On September 5, 2015, Wetzel was waived by the Cowboys. On September 7, 2015, he was signed to the Cowboys' practice squad after clearing waivers. On November 12, he was released.

===Indianapolis Colts===
On November 24, 2015, Wetzel signed with the Indianapolis Colts practice squad. He was released by the Colts on December 1.

=== Arizona Cardinals ===
On December 9, 2015, the Arizona Cardinals signed Wetzel to their practice squad. On January 26, 2016, he signed a future/reserve contract. The Arizona Cardinals began starting Wetzel as their left tackle after October 31, 2016, to replace injured starting left tackle Jared Veldheer.

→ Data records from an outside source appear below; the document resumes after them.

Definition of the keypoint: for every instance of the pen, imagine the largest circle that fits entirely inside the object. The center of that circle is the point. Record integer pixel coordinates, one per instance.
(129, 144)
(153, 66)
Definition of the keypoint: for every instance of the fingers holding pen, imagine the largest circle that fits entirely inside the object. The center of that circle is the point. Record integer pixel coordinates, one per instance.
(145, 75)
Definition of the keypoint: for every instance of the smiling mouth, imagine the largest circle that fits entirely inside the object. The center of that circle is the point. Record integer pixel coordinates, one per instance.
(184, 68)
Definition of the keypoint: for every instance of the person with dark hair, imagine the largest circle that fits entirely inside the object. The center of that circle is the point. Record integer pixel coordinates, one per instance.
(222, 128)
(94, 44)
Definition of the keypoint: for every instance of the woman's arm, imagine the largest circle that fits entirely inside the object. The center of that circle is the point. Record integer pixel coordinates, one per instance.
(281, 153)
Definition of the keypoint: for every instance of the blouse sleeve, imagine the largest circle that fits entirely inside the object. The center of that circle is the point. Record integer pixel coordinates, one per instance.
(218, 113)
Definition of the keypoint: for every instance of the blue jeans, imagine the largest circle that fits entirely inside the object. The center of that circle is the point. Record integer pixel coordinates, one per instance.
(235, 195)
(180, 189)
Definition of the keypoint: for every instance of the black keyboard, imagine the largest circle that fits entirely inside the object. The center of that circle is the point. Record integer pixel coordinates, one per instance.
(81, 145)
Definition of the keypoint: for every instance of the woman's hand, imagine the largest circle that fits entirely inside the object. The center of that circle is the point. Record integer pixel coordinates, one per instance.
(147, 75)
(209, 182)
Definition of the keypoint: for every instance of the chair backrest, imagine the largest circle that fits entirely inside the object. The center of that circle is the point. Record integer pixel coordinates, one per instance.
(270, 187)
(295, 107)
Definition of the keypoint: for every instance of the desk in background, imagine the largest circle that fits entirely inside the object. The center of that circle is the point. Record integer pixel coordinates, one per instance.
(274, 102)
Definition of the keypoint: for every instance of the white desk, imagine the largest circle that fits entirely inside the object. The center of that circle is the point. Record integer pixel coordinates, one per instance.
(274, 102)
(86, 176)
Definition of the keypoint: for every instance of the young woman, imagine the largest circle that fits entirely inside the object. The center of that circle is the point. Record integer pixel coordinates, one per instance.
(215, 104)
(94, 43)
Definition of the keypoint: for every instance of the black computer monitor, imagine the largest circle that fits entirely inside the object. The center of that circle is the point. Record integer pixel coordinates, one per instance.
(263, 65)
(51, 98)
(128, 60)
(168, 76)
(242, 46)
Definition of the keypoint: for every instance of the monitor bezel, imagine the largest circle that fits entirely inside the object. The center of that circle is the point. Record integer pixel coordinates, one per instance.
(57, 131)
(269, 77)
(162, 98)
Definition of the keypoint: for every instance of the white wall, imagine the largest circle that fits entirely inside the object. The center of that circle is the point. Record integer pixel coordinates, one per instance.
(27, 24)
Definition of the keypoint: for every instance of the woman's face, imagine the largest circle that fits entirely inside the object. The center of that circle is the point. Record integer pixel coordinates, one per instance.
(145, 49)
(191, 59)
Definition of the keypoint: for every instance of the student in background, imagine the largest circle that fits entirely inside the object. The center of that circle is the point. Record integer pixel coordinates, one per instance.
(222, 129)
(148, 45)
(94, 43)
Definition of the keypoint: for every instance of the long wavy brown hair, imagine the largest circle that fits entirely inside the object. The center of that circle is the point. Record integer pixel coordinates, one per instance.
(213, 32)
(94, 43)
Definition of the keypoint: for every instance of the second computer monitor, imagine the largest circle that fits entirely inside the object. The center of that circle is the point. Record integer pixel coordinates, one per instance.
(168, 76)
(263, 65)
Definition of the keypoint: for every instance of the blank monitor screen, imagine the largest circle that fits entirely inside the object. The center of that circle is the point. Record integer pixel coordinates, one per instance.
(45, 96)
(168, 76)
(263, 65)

On March 7, 2017, Wetzel signed an exclusive-rights tender from the Cardinals. On April 18, he signed a one-year deal. He started 11 games at left tackle for the Cardinals in 2017 in place of the injured D. J. Humphries. On April 3, 2018, Wetzel signed another one-year deal to stay with the Cardinals. On November 3, 2018, he was placed on injured reserve with a neck injury.

===Atlanta Falcons===
On April 16, 2019, Wetzel signed a one-year contract with the Atlanta Falcons. He was released on August 31, 2019. He was re-signed on September 9, 2019, following an injury to Chris Lindstrom. He spent time on and off the Falcons active roster before being released on October 26, 2019. He was re-signed on December 2.

On March 4, 2020, Wetzel re-signed with the Falcons. On September 6, 2020, Wetzel was released and re-signed to the practice squad. He was promoted to the active roster on September 15, 2020.